Reads the header of a UTF sequence and returns the number of code units that make up the sequence, or 0 if the sequence is invalid.

template<typename code_unit_iterator>
auto num_code_units(code_unit_iterator it, code_unit_iterator const last, bool verify = false)
noexcept(noexcept(it == last) && noexcept(*it) && noexcept(++it))
-> std::size_t

code_unit_iterator must be at least an input iterator, and *it must return an integral type whose value has native endianness. it should refer to the first code unit that makes up the sequence, and last should be the one-past-the-end iterator for the sequence or container (e.g. std::cend(utf_string)). If verify is true, the function examines additional code units after the ones that contain the header to ensure the sequence is valid.

read_code_point

Decodes a UTF sequence to yield the original code point, and returns both an iterator to the start of the next sequence and the number of read code units if successful.
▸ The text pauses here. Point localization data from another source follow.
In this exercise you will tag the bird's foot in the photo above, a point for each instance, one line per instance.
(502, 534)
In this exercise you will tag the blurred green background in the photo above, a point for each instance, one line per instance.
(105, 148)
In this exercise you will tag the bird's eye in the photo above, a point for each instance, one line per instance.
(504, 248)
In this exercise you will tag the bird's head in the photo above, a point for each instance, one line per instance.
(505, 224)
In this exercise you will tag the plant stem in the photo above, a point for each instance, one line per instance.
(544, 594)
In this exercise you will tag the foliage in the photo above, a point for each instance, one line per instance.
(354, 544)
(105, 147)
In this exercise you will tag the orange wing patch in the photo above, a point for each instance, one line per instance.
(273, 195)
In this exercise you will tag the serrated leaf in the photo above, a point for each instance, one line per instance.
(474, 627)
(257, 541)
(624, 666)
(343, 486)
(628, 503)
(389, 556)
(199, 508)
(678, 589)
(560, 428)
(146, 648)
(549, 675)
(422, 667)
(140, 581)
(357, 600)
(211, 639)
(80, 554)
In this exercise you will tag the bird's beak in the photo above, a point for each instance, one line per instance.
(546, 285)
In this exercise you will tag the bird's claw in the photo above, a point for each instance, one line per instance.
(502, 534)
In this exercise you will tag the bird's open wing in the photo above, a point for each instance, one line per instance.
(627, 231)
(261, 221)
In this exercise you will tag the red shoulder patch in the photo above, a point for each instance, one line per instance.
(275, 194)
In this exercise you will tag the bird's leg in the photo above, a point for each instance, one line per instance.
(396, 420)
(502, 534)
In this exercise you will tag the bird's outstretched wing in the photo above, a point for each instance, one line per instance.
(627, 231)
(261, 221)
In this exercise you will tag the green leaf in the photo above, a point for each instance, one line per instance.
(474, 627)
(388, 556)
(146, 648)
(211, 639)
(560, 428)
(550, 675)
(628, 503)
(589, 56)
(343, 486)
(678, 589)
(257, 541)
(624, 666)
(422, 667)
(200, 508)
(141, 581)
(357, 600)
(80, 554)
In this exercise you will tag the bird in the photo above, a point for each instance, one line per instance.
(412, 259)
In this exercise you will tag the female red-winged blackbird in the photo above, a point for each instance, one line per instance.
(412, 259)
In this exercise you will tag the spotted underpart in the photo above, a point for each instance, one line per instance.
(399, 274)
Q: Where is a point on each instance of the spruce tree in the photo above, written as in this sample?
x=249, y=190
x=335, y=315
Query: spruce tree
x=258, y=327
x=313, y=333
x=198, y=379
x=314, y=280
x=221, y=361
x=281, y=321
template<typename code_unit_iterator, typename code_point_t>
auto read_code_point(code_unit_iterator it, code_unit_iterator const last, code_point_t &cp)
noexcept(noexcept(num_code_units(it, last)) && noexcept(it == last) && noexcept(*it) && noexcept(++it) && std::is_nothrow_copy_constructible<code_unit_iterator>::value && noexcept(cp = *it) && noexcept(cp = {}) && noexcept(cp <<= std::size_t{}) && noexcept(cp |= unsigned_code_unit_t<code_unit_iterator>{}))
-> std::pair<code_unit_iterator, std::size_t>

code_unit_iterator must be at least an input iterator with multi-pass support, and *it must return an integral type whose value has native endianness. it should refer to the first code unit that makes up the sequence, and last should be the one-past-the-end iterator for the sequence or container (e.g. std::cend(utf_string)). cp is an output parameter for the code point to be stored in, and for obvious reasons must be large enough to contain any Unicode code point, and must be unsigned, though does not necessarily have to be a primitive type. The operations cp must support are those shown in the noexcept specification. If the sequence is invalid, the function returns the original value of it and 0, and the value of cp is undefined.

See example/num_code_points.cpp for example usage.

min_code_units

Calculates the minimum number of code units required to store a code point.

template<typename code_unit_t, typename code_point_t>
constexpr auto min_code_units(code_point_t cp)
noexcept(noexcept(cp < std::make_unsigned_t<code_unit_t>{}) && noexcept(!(cp == 0u)) && noexcept(cp >>= std::size_t{}))
-> std::size_t

code_unit_t must be an integral type. code_point_t must be an unsigned integral type, or an unsigned-integer-like type which must support the operations shown in the noexcept specification. The return value is guaranteed to be non-zero.

encode_code_point

Encodes a code point as a UTF sequence and returns it in the form of a string.

template<typename code_unit_t, typename code_point_t>
auto encode_code_point(code_point_t cp)
-> std::basic_string<code_unit_t>

code_unit_t must be an integral type. code_point_t must be an unsigned integral type, or and unsigned-integer-like type that must support , operator==(unsigned), operator>>=(std::size_t), operator&(unsigned), must be convertible to code_unit_t, and must be able to be passed to min_code_units. This function does not have any noexcept specification because std::basic_string does not - the memory allocation could throw an exception.

See example/encode_all.cpp for example usage.